For a smartphone in 2017, one hand is insufficient
Do you remember, the last time you have used your smart phone entirely just with one hand? Oh, you don’t. Neither do I.
You might have experienced this, you want to send a quick reply of two words with your smartphone while holding something, say a coffee cup, on your other hand. But that becomes a mission impossible. Then you are forced to keep the coffee cup somewhere just to use your smartphone for a few seconds.
Smart phones are becoming larger and larger with respect to screen size as days go by. Although reduction in footprint and ever-increasing screen-to-body ratio are becoming the norm for any smartphone releasing in 2017, with the surging popularity of 5.5 inch screen size segment, it’s even more important to have a one-handed mode.
Surely Apple, Samsung, Microsoft and others have developed one-handed mode for their respective phones, but none of them are really that usable or intuitive. The main one-handed mode methods are to Resize the screen size to make it reachable from one corner or Shift the entire screen towards bottom (as in iOS). But none of these are really designed for long-term usage. These are kind of one-trick-ponies for a unrelated, independent use-case scenarios.
Lets go through some of the features (read obstacles) that are prominent in smartphones of 2017. First would be bezels or lack thereof. Ultrathin bezels or curved displays along the edges are the new trend. Then comes the grip. The materials used as the back covers are mostly metal and glass in any premium smartphone, which is in general slippery. So if you are using an uncovered smartphone in one-hand, you have be more careful about holding it, rather than using it.
Although you may think you have fairly large hands which can reach to all the corners, still there are those accidental touches which happen all the time. There definitely would be cases of zooming out when trying to zoom in, scrolling up instead of down and swiping left instead of right. There are palm rejection tech is used in tablets, but that only works for large surface area. Above all these, you may find it fairly usable with right hand for single handed use, but not with your left or vice versa.
Now, lets go through some of the existing solutions to this obvious problem. First on the list would be voice commands. But voice commands are limited in capability. Also, unlike PCs, you can’t give a voice command to tap on particular spot on your phone. Also, you may not be willing to shout a private message at your phone in a crowded place. Second, repositioning the icons to keep it in reach of one hand, but that serves no purpose once you change from left to right. Third would be scrolling with volume buttons. But that is highly context specific. Some reprogram to physical buttons helps in some cases, albeit it can’t be all-purpose.
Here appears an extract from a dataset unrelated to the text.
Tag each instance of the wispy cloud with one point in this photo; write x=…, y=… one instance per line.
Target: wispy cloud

A solution to this can be as simple as using one rectangular box in one corner of the screen as a representation of whole screen. That is basically a touch pad, overlaid on the touch sensitive screen. Although this solution may seem quite non-innovative, as we are using it since the inception of laptops. Still it rather is a valid solution to the problem and it is already tested to be effective. Let’s wait and see if there is a future for single handed smartphone usage. Since Google has not put forth their solution yet, I hope they would do a good job, if they're ever going to do it for Android.